My abiding memory of Joseph was not the admirable business he provided us with. It was the trip to Athens when he took me to the BasiIica of St Dionysius the Areopagite. This is the main Roman Catholic church of Athens and it is beautiful, especially the stained glass. If you ever get a chance take time out to visit. We had a wonderful lunch and afterwards he explained to me how the Middle East tender business worked and the habits of the various participants. The insight was invaluable. It made sure I did not make a mistake, the cost of which could have made our company travel budget for that year look like chicken feed. I would never have been able to gain such a rich insight into that business by sitting in the office and saving the airfare. Also the very nature of some information is such that a person will only share it one on one and in the right setting.
The second gentleman I thought of was whilst hearing again the Ennio Morricone theme music to Once Upon a Time in America, a Sergio Leone film from 1984. The name of the gentleman was Marcel and he used to buy zinc from me for what was then the galvanising industry in Switzerland. In addition to the theme music of that movie there is some haunting pipe music by Gheorghe Zamfir, a man from humble beginnings in Romania who became famous for playing the extended Nai flutes or pan pipes. In the 1970’s. Marcel was instrumental in discovering Gheorghe and promoting his early career. I used to visit Lausanne in Switzerland to maintain the relationship. On one such trip he invited me to lunch at his home on the slopes beside Lake Geneva. A beautiful place with a small vineyard. Over lunch Marcel told me the story of Gheorghe and how he had assisted his discovery and early development. Before I left he gave me an LP of the music. Gheorghe went on to greater things in the years to come. Marcel helped me understand the Swiss distribution business in detail at that time and how the usage of the strong forward Swiss Franc could double the business we were doing. He never offered such in depth analysis of his business over the phone or in writing. On anything.
Both these men I found extraordinary in their own way and I would never have had a chance to learn those areas of business that well without spending time with them. I venture that a phone call or video link could certainly not supply the tranquil panoramic beauty of the cathedral in Athens or the wonderful food and fine wine I enjoyed looking out over a sunlit Lake Geneva whilst listening to the story from Marcel about Gheorghe. I can think of many other examples.

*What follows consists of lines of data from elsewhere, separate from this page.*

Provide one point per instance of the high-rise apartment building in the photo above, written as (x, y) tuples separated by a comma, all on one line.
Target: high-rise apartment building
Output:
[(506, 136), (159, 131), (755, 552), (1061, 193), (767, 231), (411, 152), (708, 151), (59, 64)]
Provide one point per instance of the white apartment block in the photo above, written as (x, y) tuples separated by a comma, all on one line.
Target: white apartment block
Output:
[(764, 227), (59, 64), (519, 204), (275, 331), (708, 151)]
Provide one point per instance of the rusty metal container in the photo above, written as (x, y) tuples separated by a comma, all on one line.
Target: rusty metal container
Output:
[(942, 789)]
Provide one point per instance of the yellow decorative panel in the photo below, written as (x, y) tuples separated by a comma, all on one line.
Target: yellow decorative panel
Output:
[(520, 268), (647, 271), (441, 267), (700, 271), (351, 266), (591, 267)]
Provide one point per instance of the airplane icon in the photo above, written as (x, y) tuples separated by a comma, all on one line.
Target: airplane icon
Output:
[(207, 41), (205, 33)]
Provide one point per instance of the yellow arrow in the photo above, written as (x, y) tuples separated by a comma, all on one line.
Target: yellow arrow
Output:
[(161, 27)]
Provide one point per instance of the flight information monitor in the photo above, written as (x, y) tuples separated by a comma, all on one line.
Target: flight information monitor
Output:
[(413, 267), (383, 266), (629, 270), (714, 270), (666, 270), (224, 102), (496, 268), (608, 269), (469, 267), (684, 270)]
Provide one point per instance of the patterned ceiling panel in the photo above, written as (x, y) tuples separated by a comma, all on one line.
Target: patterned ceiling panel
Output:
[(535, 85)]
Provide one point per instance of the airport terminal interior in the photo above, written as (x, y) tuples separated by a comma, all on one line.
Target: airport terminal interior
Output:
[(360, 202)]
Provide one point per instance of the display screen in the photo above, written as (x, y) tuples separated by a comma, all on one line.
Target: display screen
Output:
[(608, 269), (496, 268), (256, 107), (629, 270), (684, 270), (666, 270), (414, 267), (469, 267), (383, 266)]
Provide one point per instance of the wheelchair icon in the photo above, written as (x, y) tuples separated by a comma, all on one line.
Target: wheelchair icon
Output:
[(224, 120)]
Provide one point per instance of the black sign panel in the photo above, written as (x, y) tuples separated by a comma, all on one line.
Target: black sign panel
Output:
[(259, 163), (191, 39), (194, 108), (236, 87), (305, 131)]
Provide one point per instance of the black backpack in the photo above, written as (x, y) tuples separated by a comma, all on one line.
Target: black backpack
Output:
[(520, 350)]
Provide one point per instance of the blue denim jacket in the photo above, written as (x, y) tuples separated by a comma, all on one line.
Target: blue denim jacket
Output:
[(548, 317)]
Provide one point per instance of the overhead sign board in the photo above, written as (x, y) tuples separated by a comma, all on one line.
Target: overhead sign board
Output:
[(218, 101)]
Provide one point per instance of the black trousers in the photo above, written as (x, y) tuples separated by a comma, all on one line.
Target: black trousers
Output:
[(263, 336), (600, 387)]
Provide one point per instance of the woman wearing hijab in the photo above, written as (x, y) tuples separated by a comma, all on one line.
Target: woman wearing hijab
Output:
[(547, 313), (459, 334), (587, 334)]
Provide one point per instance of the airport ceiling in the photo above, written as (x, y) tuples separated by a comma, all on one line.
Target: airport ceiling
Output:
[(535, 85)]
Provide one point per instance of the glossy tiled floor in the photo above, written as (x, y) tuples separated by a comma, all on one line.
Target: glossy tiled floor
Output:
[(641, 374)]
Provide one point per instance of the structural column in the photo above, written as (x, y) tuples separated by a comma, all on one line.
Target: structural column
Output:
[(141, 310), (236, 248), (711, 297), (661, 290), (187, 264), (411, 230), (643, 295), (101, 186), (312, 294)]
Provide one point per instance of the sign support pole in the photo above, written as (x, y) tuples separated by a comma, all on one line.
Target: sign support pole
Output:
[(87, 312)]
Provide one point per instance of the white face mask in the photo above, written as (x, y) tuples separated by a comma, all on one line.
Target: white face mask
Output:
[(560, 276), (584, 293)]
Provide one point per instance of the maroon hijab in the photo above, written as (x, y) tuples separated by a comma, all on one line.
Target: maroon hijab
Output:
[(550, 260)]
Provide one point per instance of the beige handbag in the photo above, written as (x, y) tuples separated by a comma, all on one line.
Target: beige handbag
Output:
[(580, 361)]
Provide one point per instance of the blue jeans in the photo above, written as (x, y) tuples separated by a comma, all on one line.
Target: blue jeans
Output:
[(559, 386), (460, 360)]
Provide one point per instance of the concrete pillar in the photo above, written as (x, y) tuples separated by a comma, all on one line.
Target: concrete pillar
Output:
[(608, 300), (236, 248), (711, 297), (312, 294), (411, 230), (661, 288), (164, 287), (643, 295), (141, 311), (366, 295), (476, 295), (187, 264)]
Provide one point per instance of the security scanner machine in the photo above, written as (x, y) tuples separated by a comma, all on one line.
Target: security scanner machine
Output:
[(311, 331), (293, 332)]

One of my old bosses would have called those two trips tourism, not business trips. With respect he is wrong. We must spend quality time sitting with people. There is no learning process or trading system in the world that compares with it and which supplies such a rich and detailed understanding of our business. There is no virtual reality fix.
I sincerely hope that future generations can spend time with their counterparties thereby obtaining a richer understanding of the people and their businesses. I also hope that the speed of light digital world combined with strange viruses does not deprive them of this. I cannot applaud a future in a restricted world spent sitting at a desk in front of a screen with a coffee going cold. If that is the case our world, our business and our understanding of it will be so much poorer as a result.